Butterscotch Pudding

Butterscotch Pudding

Butterscotch Pudding
(courtesy of Patti Dellamonica-Bauler, executive pastry chef, Grand Sierra Resort and Casino in Reno. Serves 10 to 12)

“This is a recipe I have been making since culinary school, when I worked for Bradley Ogden (a James Beard Award-winning chef),” Dellamonica-Bauler says. “I’ve tweaked it over the years, and it continues to be a customer favorite.”

3½ cups heavy cream, separated
½ vanilla bean, scraped
9 ounces butterscotch chips
6 extra-large egg yolks
¼ cup dark brown sugar
½ cup cream, room temperature
¼ cup water
2 tablespoons Scotch liquor

Preheat oven to 325 degrees F and place oven rack in center position.

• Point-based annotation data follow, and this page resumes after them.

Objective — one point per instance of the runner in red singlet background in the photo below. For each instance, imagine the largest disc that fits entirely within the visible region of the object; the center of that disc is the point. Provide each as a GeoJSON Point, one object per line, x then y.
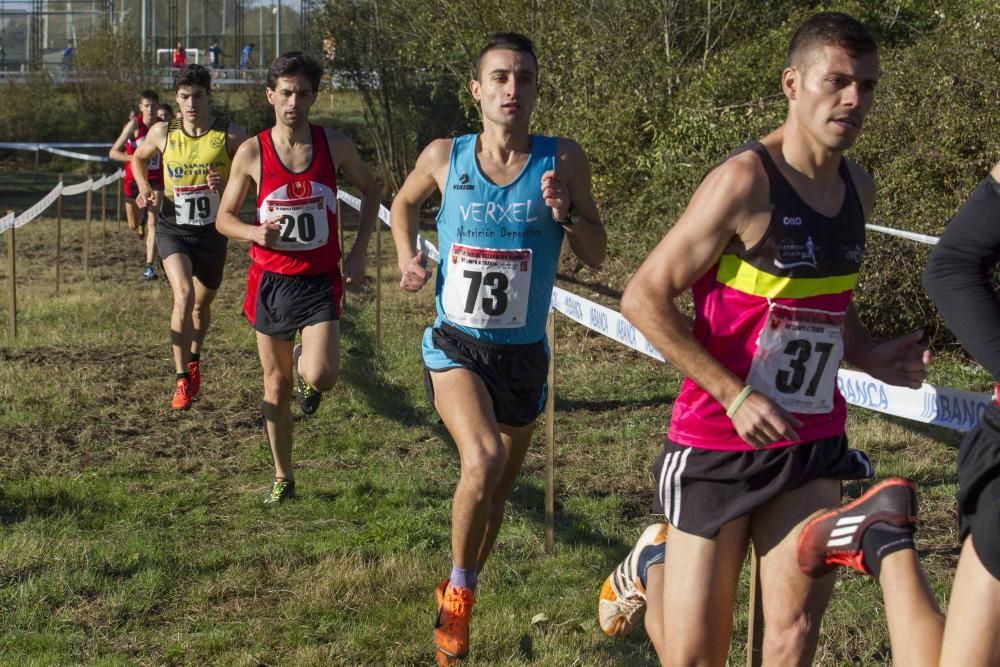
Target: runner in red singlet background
{"type": "Point", "coordinates": [133, 133]}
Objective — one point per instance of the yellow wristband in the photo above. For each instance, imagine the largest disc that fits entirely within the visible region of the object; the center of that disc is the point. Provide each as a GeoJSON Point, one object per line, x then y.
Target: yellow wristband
{"type": "Point", "coordinates": [738, 401]}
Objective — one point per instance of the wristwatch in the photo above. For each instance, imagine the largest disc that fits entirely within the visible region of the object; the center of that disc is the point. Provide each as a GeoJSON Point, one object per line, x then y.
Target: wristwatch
{"type": "Point", "coordinates": [568, 220]}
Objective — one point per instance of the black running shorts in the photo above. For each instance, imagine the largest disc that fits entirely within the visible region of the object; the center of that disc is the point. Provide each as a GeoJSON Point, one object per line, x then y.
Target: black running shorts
{"type": "Point", "coordinates": [279, 306]}
{"type": "Point", "coordinates": [700, 490]}
{"type": "Point", "coordinates": [207, 252]}
{"type": "Point", "coordinates": [979, 489]}
{"type": "Point", "coordinates": [515, 375]}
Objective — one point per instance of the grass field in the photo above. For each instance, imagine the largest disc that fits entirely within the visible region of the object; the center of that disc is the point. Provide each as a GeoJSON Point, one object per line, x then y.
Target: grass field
{"type": "Point", "coordinates": [130, 534]}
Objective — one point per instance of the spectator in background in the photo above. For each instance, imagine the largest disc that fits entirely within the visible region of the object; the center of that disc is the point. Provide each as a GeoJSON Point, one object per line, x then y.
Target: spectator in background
{"type": "Point", "coordinates": [246, 58]}
{"type": "Point", "coordinates": [179, 59]}
{"type": "Point", "coordinates": [214, 55]}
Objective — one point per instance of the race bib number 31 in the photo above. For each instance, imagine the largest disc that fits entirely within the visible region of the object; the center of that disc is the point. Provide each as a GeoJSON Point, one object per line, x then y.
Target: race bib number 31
{"type": "Point", "coordinates": [303, 222]}
{"type": "Point", "coordinates": [487, 288]}
{"type": "Point", "coordinates": [196, 205]}
{"type": "Point", "coordinates": [798, 353]}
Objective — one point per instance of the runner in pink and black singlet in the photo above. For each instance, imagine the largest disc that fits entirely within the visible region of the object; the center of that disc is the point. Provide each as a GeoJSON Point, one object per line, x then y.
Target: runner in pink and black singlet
{"type": "Point", "coordinates": [770, 247]}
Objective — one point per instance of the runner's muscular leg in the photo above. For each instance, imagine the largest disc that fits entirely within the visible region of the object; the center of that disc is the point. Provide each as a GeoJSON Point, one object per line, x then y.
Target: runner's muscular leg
{"type": "Point", "coordinates": [516, 440]}
{"type": "Point", "coordinates": [700, 576]}
{"type": "Point", "coordinates": [915, 623]}
{"type": "Point", "coordinates": [319, 364]}
{"type": "Point", "coordinates": [970, 634]}
{"type": "Point", "coordinates": [276, 361]}
{"type": "Point", "coordinates": [178, 269]}
{"type": "Point", "coordinates": [466, 409]}
{"type": "Point", "coordinates": [793, 602]}
{"type": "Point", "coordinates": [201, 314]}
{"type": "Point", "coordinates": [132, 214]}
{"type": "Point", "coordinates": [150, 237]}
{"type": "Point", "coordinates": [654, 611]}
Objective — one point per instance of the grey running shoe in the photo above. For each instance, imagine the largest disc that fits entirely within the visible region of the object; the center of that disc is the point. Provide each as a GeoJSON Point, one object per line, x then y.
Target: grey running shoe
{"type": "Point", "coordinates": [309, 398]}
{"type": "Point", "coordinates": [621, 604]}
{"type": "Point", "coordinates": [281, 491]}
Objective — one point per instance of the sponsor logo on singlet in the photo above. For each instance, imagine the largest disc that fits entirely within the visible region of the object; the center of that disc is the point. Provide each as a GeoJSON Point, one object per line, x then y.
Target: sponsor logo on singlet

Place butterscotch chips in bowl large enough to accommodate all ingredients. Add to medium saucepan 3 cups cream, vanilla bean scrapings, and salt. Whisk to combine and heat to near boil. Pour cream over butterscotch chips; allow to sit for a few minutes, then whisk until chips are melted. Set mixture aside.

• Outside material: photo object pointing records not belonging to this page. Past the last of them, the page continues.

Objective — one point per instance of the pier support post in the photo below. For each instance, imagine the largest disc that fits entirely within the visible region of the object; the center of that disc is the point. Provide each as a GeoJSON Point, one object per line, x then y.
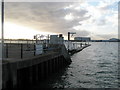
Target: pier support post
{"type": "Point", "coordinates": [13, 74]}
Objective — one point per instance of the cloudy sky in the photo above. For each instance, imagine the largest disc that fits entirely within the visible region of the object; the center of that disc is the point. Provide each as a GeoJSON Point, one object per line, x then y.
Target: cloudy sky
{"type": "Point", "coordinates": [97, 19]}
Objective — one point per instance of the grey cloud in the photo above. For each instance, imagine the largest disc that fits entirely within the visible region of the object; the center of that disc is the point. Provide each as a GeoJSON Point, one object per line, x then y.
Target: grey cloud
{"type": "Point", "coordinates": [44, 16]}
{"type": "Point", "coordinates": [101, 22]}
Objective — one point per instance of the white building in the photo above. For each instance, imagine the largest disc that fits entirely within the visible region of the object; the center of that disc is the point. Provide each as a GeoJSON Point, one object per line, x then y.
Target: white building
{"type": "Point", "coordinates": [54, 39]}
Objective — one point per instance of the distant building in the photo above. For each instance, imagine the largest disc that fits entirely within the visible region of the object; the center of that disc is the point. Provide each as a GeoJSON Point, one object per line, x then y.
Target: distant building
{"type": "Point", "coordinates": [84, 39]}
{"type": "Point", "coordinates": [54, 39]}
{"type": "Point", "coordinates": [113, 40]}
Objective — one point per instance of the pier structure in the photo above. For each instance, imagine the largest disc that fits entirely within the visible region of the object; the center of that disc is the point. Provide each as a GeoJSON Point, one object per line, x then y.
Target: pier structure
{"type": "Point", "coordinates": [29, 64]}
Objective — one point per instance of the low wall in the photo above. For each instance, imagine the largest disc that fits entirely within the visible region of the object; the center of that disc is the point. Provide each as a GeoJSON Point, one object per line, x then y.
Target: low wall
{"type": "Point", "coordinates": [20, 73]}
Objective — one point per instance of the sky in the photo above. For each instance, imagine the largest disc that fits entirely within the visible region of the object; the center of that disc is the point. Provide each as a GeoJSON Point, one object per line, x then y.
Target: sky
{"type": "Point", "coordinates": [97, 19]}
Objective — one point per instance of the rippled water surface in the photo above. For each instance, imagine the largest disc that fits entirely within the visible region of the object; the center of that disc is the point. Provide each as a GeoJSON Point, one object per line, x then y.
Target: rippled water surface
{"type": "Point", "coordinates": [94, 67]}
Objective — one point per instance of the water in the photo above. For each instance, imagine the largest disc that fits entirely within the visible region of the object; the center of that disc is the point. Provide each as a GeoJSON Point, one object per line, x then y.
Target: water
{"type": "Point", "coordinates": [94, 67]}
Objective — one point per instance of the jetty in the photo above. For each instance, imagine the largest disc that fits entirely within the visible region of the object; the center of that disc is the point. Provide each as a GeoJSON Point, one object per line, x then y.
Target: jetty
{"type": "Point", "coordinates": [24, 64]}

Combine water and brown sugar in small saucepan, and cook until sugar slows and bubbles are dime sized — mixture should smell like caramel. Turn off heat and let sit for 1 minute. Carefully add reserved ½ cup cream and Scotch to the brown sugar. Whisk to dissolve. 

Next, add mixture in saucepan to cream-and-butterscotch mixture. (This is your pudding base.) Add a cup or more of pudding base to the yolks; then whisk the yolk mixture back into the pudding base. 

Pour pudding mixture into shallow ovenproof dish measuring at least 8 inches long. Cover dish with foil. Place a rimmed cookie sheet (or low-sided roasting pan) into the oven and place pudding dish on the sheet. Carefully pour hot water into the cookie sheet or roasting pan, ¾ to 1 inch deep.

Bake pudding until just set (there will be a slight jiggle). Timing will vary by oven. Remove from oven and strain into individual cups, 4 to 6 ounces in each. Cover and refrigerate until set (minimum 5 hours).

Serve chilled with lightly sweetened whipped cream.